Нет, нужно было что-то делать. Что делать? Искать! Играем же мы летом в сыщиков-разбойников. И уж как умеем прятаться по сараям и на пустырях, а все равно ведь находим друг друга. Так неужели же мы не найдем деда Мороза?!
Я так и сказал. Меня не поддержали. Поздно мне в голову пришла эта мысль. Разговоры о деде Морозе пошли на убыль.
Но я решил так!
Зима была теплая. Обмораживались мы не каждый день. Стояли туманы, но днем расходились немного, так что можно было видеть соседние дома. Лыжи у меня были широкие, крепкие. Брат сделал. Я умел их так привязывать к катанкам, чтобы они не сваливались с ног. Палки мы еще с лета делали сами себе.
В любую погоду, кроме метели, никто не держал меня дома. И в дремучий лес, что стоял на берегу реки, я мог ходить, не спрашивая разрешения. Брат научил меня ходить на лыжах так, что я не мог заблудиться. Да и как тут можно было заблудиться?

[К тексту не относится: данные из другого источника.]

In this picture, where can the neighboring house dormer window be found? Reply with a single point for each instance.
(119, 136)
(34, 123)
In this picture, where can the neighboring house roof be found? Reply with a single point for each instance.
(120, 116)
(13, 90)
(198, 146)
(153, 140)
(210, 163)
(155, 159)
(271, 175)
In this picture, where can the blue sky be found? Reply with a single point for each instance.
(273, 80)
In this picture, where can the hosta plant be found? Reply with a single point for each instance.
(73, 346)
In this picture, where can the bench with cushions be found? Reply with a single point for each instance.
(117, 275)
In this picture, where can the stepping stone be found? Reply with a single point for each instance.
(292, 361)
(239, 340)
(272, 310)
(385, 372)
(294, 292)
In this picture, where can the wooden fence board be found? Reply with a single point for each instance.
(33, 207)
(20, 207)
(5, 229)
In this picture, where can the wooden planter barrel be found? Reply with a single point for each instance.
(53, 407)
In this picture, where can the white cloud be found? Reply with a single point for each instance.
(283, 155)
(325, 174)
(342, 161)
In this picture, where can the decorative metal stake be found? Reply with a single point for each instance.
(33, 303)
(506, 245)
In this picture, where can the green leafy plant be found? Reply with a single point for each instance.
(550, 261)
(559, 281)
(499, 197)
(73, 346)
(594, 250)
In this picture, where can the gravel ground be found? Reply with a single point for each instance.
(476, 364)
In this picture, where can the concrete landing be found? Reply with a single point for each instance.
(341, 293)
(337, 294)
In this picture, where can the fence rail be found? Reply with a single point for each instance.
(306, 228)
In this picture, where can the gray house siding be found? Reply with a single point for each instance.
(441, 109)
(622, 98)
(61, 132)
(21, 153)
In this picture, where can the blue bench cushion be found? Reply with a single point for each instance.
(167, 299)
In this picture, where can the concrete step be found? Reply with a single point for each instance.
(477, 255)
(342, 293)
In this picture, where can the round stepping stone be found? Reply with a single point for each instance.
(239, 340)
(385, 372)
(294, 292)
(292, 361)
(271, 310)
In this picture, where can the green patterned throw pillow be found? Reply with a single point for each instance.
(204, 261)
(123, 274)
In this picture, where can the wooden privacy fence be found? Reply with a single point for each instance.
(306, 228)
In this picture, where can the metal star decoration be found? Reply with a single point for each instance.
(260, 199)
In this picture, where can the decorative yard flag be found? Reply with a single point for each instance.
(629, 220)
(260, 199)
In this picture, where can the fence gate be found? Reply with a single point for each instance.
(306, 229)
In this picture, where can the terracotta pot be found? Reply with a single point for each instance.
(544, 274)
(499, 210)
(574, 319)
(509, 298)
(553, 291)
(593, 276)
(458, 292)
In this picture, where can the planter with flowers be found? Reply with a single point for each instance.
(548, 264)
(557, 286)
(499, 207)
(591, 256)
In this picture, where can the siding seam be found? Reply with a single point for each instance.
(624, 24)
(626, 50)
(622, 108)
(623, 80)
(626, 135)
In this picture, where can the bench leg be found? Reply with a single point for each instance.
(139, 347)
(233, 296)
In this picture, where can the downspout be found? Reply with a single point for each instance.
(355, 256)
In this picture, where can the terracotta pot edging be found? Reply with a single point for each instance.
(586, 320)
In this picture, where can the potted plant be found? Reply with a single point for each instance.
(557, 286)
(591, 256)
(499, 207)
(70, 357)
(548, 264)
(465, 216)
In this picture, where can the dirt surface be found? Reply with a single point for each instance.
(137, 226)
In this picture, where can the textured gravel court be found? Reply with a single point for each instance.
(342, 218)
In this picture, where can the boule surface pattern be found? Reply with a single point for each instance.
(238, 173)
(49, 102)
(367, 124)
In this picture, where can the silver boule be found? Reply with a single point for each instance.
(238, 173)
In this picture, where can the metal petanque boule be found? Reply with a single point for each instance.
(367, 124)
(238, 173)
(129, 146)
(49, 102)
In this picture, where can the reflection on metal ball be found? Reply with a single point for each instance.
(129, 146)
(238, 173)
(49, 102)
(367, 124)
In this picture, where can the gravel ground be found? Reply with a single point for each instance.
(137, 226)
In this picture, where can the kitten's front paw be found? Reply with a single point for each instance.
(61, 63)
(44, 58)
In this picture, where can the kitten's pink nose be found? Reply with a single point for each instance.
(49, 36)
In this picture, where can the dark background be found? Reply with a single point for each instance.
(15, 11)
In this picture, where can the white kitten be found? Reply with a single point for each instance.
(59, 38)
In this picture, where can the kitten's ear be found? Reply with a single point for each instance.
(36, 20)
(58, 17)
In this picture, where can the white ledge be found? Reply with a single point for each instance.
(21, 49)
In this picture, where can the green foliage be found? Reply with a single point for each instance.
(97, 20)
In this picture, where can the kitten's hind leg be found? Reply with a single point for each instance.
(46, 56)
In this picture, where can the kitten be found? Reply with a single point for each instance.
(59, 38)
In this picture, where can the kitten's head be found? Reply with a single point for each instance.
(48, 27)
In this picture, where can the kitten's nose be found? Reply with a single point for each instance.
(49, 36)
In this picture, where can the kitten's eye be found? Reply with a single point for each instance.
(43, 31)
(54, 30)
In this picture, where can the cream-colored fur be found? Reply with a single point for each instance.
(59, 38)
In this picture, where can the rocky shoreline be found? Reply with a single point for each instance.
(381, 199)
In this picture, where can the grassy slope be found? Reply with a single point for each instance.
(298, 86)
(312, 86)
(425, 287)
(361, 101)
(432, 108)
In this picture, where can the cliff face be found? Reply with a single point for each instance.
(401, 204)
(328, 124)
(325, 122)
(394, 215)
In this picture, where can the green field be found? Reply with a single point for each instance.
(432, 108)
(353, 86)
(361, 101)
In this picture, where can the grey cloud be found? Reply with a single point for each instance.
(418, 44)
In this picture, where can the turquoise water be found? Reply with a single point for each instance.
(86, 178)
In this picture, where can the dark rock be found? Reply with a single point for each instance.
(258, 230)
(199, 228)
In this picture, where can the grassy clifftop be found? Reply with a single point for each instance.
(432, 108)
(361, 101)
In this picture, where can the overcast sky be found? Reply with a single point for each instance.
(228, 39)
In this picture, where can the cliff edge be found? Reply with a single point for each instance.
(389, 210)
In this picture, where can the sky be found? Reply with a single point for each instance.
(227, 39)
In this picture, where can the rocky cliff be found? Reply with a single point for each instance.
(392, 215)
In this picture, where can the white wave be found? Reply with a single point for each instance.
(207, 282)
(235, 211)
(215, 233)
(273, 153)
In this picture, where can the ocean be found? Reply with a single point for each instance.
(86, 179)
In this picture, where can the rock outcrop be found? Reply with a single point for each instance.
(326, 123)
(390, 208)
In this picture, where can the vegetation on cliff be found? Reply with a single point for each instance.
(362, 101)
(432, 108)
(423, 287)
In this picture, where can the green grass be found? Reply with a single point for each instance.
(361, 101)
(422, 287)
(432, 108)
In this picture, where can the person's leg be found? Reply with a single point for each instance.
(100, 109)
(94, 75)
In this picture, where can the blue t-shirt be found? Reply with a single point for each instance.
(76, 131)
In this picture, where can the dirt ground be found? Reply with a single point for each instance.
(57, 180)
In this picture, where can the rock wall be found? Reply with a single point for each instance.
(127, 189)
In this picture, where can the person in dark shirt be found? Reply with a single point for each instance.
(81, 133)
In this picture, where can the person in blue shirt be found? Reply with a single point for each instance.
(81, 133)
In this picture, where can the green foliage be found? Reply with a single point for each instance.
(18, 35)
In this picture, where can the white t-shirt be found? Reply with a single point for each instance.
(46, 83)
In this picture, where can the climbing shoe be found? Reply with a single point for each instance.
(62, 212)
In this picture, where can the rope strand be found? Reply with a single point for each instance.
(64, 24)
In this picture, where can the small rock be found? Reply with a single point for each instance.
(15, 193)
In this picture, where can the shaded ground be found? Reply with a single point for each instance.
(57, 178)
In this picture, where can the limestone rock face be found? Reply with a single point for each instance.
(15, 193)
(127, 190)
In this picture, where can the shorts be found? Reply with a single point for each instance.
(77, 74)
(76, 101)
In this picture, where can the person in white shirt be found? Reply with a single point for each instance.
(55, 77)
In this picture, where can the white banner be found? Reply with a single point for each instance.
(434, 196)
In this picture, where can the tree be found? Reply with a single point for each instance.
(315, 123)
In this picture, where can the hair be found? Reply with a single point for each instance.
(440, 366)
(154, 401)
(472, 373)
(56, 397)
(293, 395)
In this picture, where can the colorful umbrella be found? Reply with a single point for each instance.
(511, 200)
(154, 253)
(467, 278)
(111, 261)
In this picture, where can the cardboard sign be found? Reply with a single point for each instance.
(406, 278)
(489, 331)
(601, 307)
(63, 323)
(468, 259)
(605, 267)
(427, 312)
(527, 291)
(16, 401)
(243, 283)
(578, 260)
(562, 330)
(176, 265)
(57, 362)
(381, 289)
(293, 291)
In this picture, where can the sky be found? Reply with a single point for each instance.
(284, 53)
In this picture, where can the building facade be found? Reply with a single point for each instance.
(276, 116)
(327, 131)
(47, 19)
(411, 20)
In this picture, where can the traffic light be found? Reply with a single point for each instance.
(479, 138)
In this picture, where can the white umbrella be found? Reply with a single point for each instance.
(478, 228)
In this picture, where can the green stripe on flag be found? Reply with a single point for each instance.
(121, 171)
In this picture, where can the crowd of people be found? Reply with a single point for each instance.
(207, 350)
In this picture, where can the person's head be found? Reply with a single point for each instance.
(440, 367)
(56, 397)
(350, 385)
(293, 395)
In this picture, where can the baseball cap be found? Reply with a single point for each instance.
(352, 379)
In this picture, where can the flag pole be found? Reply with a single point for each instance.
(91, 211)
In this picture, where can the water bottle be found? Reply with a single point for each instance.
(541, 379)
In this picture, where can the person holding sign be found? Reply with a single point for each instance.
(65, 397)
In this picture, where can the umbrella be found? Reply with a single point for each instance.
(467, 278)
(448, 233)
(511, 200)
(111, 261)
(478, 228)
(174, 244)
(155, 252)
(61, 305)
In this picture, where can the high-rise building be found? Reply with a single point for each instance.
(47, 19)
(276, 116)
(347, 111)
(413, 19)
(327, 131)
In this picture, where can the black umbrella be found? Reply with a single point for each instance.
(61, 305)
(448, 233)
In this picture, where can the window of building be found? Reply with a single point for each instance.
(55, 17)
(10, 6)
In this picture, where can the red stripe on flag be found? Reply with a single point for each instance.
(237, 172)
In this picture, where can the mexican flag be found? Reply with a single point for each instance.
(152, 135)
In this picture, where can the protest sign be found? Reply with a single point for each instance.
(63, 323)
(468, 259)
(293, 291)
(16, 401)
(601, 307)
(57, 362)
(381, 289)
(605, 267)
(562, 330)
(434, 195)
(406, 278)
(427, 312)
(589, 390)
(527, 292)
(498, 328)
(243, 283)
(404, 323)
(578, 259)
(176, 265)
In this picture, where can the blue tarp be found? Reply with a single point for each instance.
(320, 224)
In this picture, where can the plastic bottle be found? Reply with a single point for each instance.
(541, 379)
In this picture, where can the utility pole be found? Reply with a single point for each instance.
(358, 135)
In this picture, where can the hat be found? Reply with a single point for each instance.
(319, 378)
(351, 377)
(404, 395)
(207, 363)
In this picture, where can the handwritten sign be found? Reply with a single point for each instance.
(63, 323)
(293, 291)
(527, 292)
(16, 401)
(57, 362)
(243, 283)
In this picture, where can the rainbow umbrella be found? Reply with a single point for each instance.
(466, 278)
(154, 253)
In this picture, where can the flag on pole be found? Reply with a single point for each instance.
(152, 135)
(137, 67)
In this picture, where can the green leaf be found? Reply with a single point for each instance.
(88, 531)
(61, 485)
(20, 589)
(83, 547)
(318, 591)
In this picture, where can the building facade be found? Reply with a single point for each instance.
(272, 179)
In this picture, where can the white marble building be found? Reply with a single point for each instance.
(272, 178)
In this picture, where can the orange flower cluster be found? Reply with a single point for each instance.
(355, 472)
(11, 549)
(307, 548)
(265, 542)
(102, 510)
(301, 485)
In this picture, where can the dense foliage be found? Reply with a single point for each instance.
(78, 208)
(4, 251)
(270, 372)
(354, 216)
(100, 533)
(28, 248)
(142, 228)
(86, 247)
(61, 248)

Наши окончательно потеряли интерес к деду Морозу, потому что подошло время, когда нужно было драться с огольцами с соседней улицы. Сначала велись длительные переговоры: как и чем драться. Считать ли убитыми тех, кому расквасят нос или достаточно положить противника на лопатки. С носами было правильнее. Тут уж не ошибешься. Но по предыдущим годам знали, что разбитый нос — явление редкое. Надоест драться. А лопатки — ненадежно. Попробуй докажи, что ты кого-то придавил к снегу, когда другим вовсе не до тебя, а поверженный тут же вскочит тебе на спину, лишь ты сделаешь шаг в сторону. Меня, правда, пока брали только в разведку. А когда начиналось настоящее сражение, огольцы вроде меня только кричали и прыгали как сумасшедшие, но в военных действиях участия не принимали. Переговоры на этот раз велись как-то вяло, поговаривали даже, что пора начинать играть в «коробочку» конскими шевяками.